Since I work at an ISP, and am thus perpetually online at work, I've made an effort to keep more abreast of news, comics, and other periodic web offerings. And as a way to keep track of things, muck around with style sheets, and save my fingers a few keystrokes, I've put together a nifty start page with quick links to stuff I visit frequently. One thing that's a real kick is Red Meat Construction Set, a bunch of folks who create comics in the style of Red Meat. Some of them are pretty hilarious. I think I'll build a portfolio and apply. A good outlet for puns, at the least.

Resident Advisor

I just finished scanning a book of M.C. Escher's art. I'm going to use them as door tags. Fellow RAs and other members of the Department of Housing will receive the regular divisions of a plane pictures with the caption "A Perfect Fit?" Yay inside advertising jokes. I haven't gotten around to my other summer R.A. projects like coming up with material for the first month's featured {artist,musician,author,leader,engineer,scientist} but I may be able to knock those out before I go to Dragonfest. Hopefully I'll be able to send my residents a pre-welcome letter at the beginning of this week.

Wedding

Yesterday, I went to the wedding of Dawn and Erik. Dawn was a member of the short-lived Highland Grove Naropa-based Celtic ritual planning group. I hadn't seen her or other members of the group in about three years, so that was fun. It was a really cool ceremony, the "altar" was surrounded by flowers in front of an aspen grove in Lefthand Canyon.
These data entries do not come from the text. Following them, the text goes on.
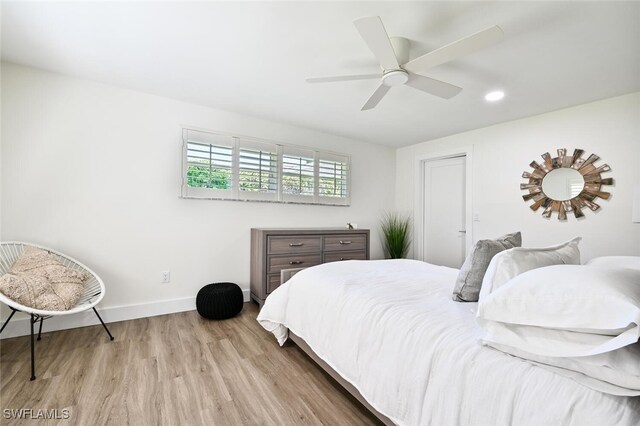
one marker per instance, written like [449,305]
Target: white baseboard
[19,324]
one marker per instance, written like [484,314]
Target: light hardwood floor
[177,369]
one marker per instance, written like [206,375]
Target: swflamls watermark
[39,414]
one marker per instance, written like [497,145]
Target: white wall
[94,171]
[609,128]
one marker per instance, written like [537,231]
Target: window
[298,175]
[219,166]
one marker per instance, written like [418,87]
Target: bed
[392,334]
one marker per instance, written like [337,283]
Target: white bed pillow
[602,304]
[616,372]
[632,262]
[555,342]
[513,262]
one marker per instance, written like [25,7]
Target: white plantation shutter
[333,179]
[257,170]
[208,164]
[298,175]
[219,166]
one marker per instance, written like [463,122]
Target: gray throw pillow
[475,265]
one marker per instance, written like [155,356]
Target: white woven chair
[93,291]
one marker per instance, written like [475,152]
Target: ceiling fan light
[494,96]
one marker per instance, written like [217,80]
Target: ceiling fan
[393,55]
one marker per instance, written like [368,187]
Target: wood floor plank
[177,369]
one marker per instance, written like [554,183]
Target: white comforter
[390,328]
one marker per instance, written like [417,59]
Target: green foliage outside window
[204,177]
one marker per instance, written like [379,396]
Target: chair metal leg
[40,329]
[103,324]
[33,351]
[8,319]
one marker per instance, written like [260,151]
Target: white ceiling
[253,57]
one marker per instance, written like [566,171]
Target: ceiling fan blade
[455,50]
[376,97]
[433,87]
[372,31]
[342,78]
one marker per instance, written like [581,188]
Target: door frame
[418,204]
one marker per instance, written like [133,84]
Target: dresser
[273,250]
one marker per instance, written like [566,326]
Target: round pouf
[219,300]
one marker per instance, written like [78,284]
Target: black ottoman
[219,300]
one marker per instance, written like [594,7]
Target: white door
[444,212]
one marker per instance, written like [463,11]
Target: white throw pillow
[513,262]
[591,309]
[616,372]
[632,262]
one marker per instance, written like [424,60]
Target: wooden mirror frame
[591,174]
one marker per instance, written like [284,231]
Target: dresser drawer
[277,263]
[345,242]
[301,244]
[345,255]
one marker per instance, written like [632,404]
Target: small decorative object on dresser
[273,250]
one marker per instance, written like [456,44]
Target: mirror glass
[562,184]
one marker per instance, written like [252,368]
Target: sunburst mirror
[566,184]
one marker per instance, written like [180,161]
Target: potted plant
[395,229]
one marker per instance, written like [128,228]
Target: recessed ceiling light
[494,96]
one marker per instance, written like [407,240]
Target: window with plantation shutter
[298,175]
[219,166]
[209,164]
[333,178]
[258,170]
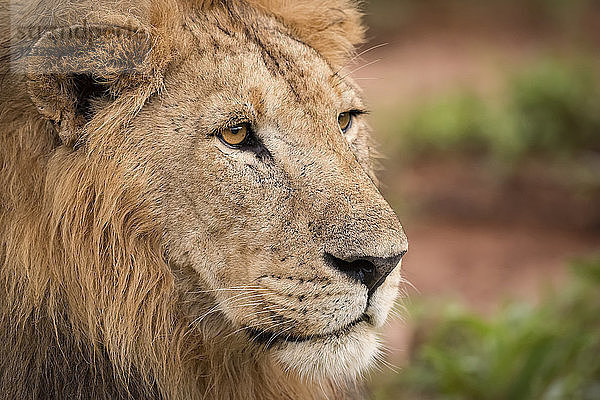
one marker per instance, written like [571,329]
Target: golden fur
[135,253]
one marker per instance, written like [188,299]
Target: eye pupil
[235,135]
[345,121]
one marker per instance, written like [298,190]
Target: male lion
[188,207]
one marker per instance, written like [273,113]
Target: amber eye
[345,121]
[235,135]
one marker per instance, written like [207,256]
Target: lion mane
[88,307]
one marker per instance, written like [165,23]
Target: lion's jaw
[258,230]
[263,244]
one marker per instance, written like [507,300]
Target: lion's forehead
[262,59]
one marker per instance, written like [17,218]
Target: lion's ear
[71,71]
[332,27]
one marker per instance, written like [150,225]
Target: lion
[189,207]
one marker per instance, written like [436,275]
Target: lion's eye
[235,136]
[345,121]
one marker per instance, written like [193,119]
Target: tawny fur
[95,301]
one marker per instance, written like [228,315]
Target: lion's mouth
[270,339]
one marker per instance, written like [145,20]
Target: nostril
[360,270]
[370,271]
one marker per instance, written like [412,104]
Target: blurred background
[487,114]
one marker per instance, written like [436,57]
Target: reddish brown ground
[473,235]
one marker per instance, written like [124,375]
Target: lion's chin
[338,357]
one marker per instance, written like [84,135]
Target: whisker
[361,67]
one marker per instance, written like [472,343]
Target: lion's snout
[370,271]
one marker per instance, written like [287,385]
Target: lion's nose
[370,271]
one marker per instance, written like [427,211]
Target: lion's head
[220,146]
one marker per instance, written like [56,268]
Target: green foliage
[549,351]
[556,108]
[549,110]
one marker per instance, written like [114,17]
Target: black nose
[370,271]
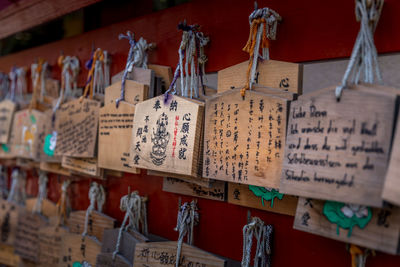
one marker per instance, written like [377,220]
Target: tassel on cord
[191,52]
[135,208]
[263,234]
[188,217]
[42,192]
[364,57]
[62,204]
[263,26]
[17,192]
[96,196]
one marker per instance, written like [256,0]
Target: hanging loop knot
[364,57]
[42,192]
[263,234]
[137,57]
[133,205]
[17,192]
[96,196]
[62,204]
[263,25]
[191,55]
[188,217]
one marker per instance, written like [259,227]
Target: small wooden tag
[277,74]
[216,191]
[339,150]
[240,194]
[148,254]
[381,233]
[98,222]
[115,133]
[76,126]
[166,136]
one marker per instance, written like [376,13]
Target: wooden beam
[26,14]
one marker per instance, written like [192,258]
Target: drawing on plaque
[347,216]
[50,144]
[266,194]
[160,140]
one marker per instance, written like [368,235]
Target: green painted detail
[33,119]
[266,194]
[50,144]
[333,212]
[5,147]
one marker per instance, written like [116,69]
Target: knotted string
[62,204]
[90,65]
[359,257]
[133,205]
[188,217]
[263,234]
[17,192]
[364,57]
[191,51]
[3,182]
[137,57]
[38,71]
[42,192]
[263,25]
[96,196]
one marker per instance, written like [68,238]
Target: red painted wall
[311,30]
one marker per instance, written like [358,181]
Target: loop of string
[18,84]
[91,66]
[137,57]
[135,208]
[364,57]
[188,217]
[38,72]
[4,85]
[3,182]
[359,257]
[42,192]
[191,52]
[17,192]
[96,196]
[62,204]
[263,234]
[263,26]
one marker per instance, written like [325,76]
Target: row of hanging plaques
[317,146]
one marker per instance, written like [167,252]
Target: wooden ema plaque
[27,237]
[9,213]
[8,257]
[244,138]
[50,245]
[339,150]
[262,199]
[76,126]
[27,127]
[125,257]
[79,252]
[158,254]
[277,74]
[115,133]
[54,168]
[135,92]
[49,209]
[98,222]
[166,137]
[88,166]
[216,191]
[7,109]
[391,187]
[380,233]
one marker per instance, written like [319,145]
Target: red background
[311,30]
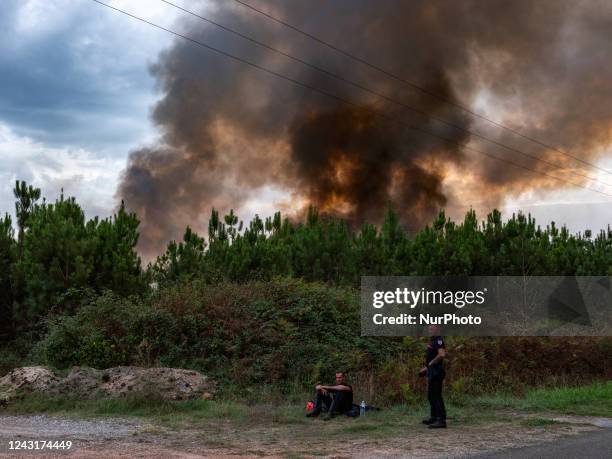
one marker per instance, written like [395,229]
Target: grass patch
[539,422]
[591,400]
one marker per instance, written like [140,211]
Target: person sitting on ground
[336,399]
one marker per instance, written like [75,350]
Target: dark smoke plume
[230,131]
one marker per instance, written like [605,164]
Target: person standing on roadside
[435,372]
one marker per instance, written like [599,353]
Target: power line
[338,98]
[378,94]
[418,87]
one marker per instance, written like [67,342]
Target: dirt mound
[83,382]
[27,379]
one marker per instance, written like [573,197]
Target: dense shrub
[259,332]
[297,333]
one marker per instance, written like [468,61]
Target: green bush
[259,332]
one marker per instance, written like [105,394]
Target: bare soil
[340,438]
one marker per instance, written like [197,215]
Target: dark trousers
[332,402]
[434,395]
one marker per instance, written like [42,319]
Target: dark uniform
[435,377]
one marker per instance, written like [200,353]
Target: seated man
[336,399]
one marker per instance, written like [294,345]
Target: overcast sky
[75,98]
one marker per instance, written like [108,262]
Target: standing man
[434,369]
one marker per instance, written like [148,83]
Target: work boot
[438,424]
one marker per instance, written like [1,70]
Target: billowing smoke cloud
[230,130]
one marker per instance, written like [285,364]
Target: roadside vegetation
[270,308]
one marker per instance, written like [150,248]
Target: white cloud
[81,173]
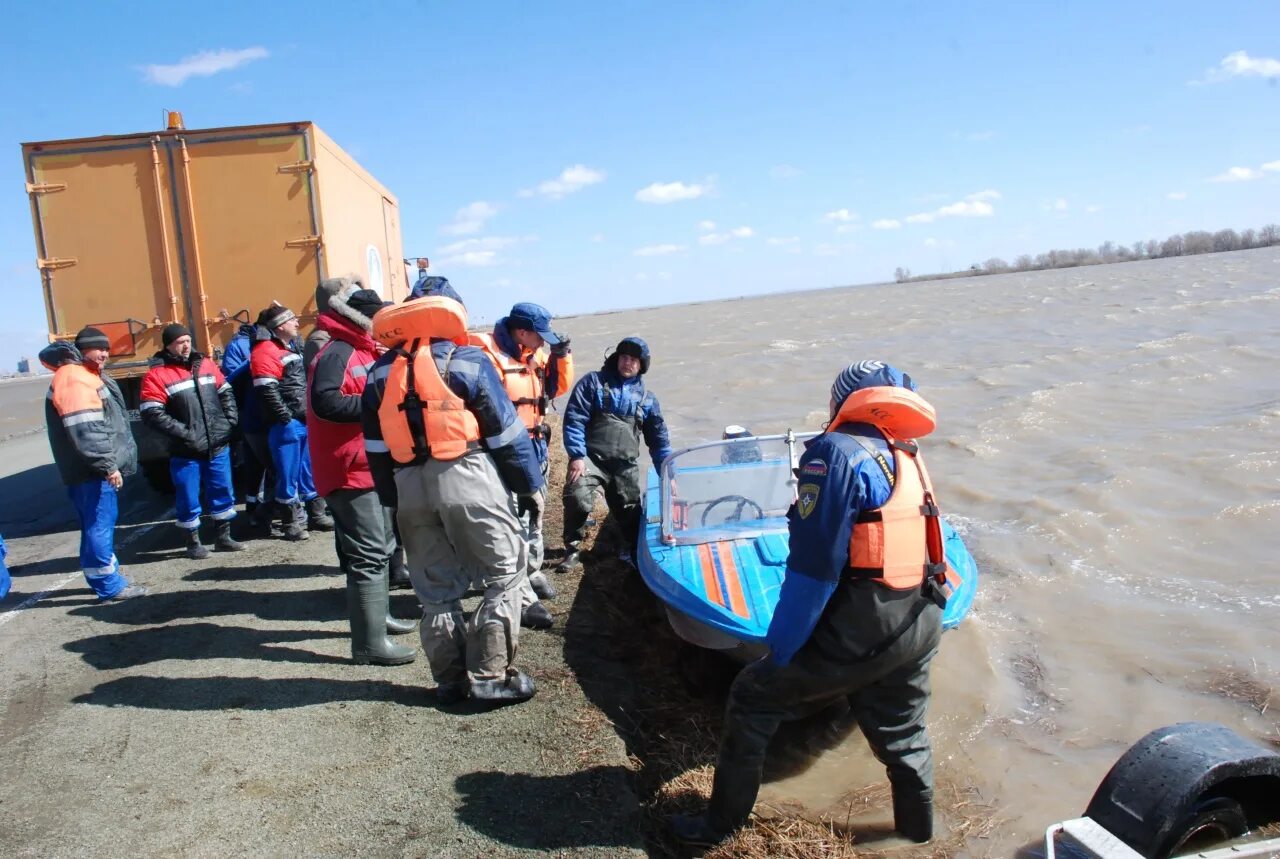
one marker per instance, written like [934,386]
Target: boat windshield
[731,489]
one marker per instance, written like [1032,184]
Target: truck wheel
[156,473]
[1211,821]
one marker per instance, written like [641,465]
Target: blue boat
[714,547]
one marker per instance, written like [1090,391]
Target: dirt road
[222,714]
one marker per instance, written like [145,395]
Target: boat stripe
[711,583]
[730,576]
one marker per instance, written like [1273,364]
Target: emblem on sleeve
[814,469]
[807,498]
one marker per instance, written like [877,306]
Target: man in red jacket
[362,526]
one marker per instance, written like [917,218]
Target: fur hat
[172,332]
[92,338]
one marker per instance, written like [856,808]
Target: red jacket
[337,380]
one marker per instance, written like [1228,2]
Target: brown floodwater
[1109,446]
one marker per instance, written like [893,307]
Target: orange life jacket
[899,544]
[522,380]
[419,415]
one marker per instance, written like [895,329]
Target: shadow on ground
[556,812]
[222,693]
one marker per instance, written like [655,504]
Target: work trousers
[460,522]
[97,507]
[621,485]
[292,462]
[887,690]
[362,533]
[215,475]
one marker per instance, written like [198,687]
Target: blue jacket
[471,377]
[627,398]
[842,479]
[236,370]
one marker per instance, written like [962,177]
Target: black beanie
[172,332]
[365,302]
[92,338]
[274,316]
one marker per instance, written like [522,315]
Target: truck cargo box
[204,227]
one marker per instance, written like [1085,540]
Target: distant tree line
[1176,245]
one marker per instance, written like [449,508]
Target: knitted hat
[172,332]
[274,316]
[366,302]
[868,374]
[92,338]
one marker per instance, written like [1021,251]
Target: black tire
[1208,822]
[156,474]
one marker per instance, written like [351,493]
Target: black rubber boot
[400,571]
[694,831]
[913,816]
[295,521]
[223,540]
[368,601]
[318,515]
[542,585]
[196,551]
[398,626]
[516,686]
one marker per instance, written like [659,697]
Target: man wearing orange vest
[533,377]
[859,615]
[451,456]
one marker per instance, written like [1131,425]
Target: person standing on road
[604,420]
[859,616]
[449,453]
[255,474]
[280,383]
[533,377]
[94,449]
[186,398]
[362,526]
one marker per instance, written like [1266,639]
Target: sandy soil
[222,716]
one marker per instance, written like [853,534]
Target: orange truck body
[204,227]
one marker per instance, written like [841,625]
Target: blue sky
[604,155]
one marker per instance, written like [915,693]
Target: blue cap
[533,318]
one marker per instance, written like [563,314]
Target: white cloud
[470,219]
[1242,65]
[720,238]
[664,192]
[658,250]
[1238,174]
[474,252]
[201,65]
[571,179]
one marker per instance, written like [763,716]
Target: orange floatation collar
[434,316]
[901,412]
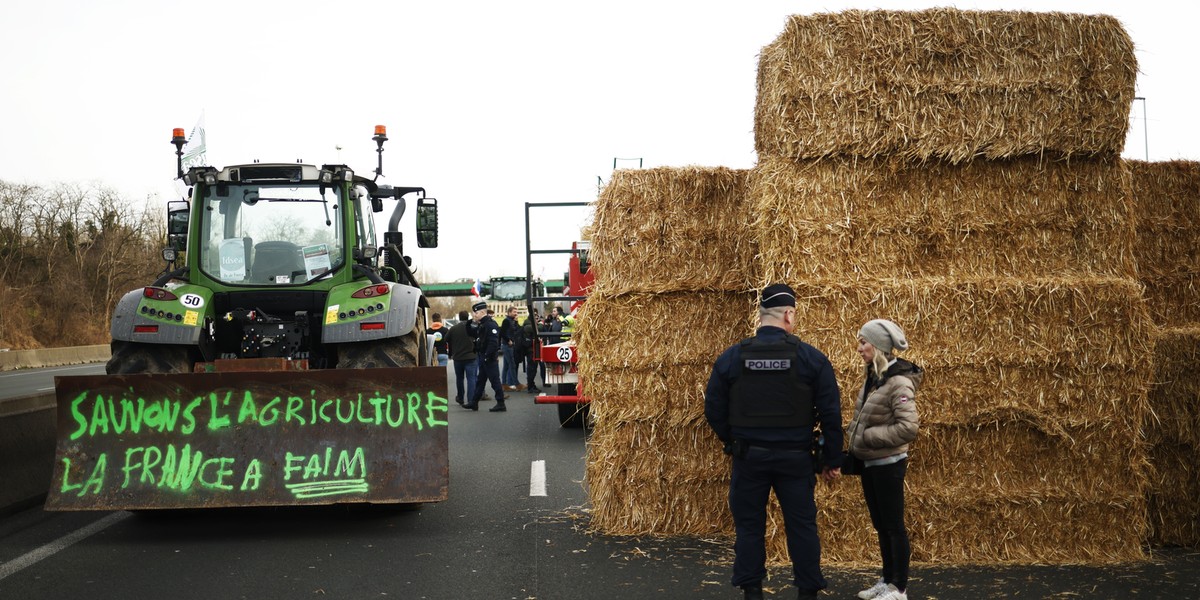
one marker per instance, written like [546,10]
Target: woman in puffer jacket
[885,424]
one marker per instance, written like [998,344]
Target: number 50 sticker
[192,300]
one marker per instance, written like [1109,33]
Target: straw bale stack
[1173,427]
[954,172]
[1167,197]
[673,275]
[945,84]
[981,219]
[678,229]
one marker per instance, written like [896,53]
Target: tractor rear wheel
[131,358]
[393,352]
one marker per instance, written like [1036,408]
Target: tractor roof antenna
[379,137]
[177,137]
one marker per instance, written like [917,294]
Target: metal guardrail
[39,358]
[27,426]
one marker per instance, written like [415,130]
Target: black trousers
[489,371]
[883,491]
[790,473]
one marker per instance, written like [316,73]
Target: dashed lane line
[59,545]
[538,478]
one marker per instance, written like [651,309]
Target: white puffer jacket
[886,421]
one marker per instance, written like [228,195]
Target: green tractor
[280,360]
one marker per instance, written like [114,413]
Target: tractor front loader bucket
[251,439]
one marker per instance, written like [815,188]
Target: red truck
[561,359]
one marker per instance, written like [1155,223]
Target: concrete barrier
[53,357]
[27,450]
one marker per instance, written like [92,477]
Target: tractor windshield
[508,291]
[270,234]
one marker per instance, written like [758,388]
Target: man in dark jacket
[487,354]
[763,399]
[532,345]
[461,346]
[510,345]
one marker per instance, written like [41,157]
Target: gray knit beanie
[885,336]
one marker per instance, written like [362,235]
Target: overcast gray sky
[489,105]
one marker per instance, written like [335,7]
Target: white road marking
[538,478]
[60,544]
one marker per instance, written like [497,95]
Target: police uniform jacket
[813,369]
[487,345]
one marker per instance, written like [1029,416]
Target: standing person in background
[461,345]
[439,340]
[510,333]
[487,355]
[885,424]
[529,330]
[555,323]
[763,399]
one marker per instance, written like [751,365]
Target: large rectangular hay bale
[672,229]
[945,84]
[1062,323]
[647,330]
[856,217]
[1167,197]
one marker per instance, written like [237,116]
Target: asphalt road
[491,540]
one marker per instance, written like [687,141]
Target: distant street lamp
[1145,126]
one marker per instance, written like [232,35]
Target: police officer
[487,351]
[763,400]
The emcee began by saying "In Colorado, all you need to get married is a signature of the Justice of the Peace. I am not a Justice of the Peace." They wrote and read their own vows to each other. Dawn has triplets who are about 8 by now, and they were involved in the ceremony -- both said vows to the kids too. Then they drank mead. And everyone had a little container of bubbles which we all blew as the two walked towards the food tent. People shared stories and poems, they played the newlywed game, we ate food catered by K.T.'s BBQ, and had a generally wonderful time. This makes three the number of my friends who have gotten married in the past year along with four babies, two more pregnancies, and an engagement. And on the minus side of the ledger, only one suicide, one natural death (whose time had really come) and one broken engagement.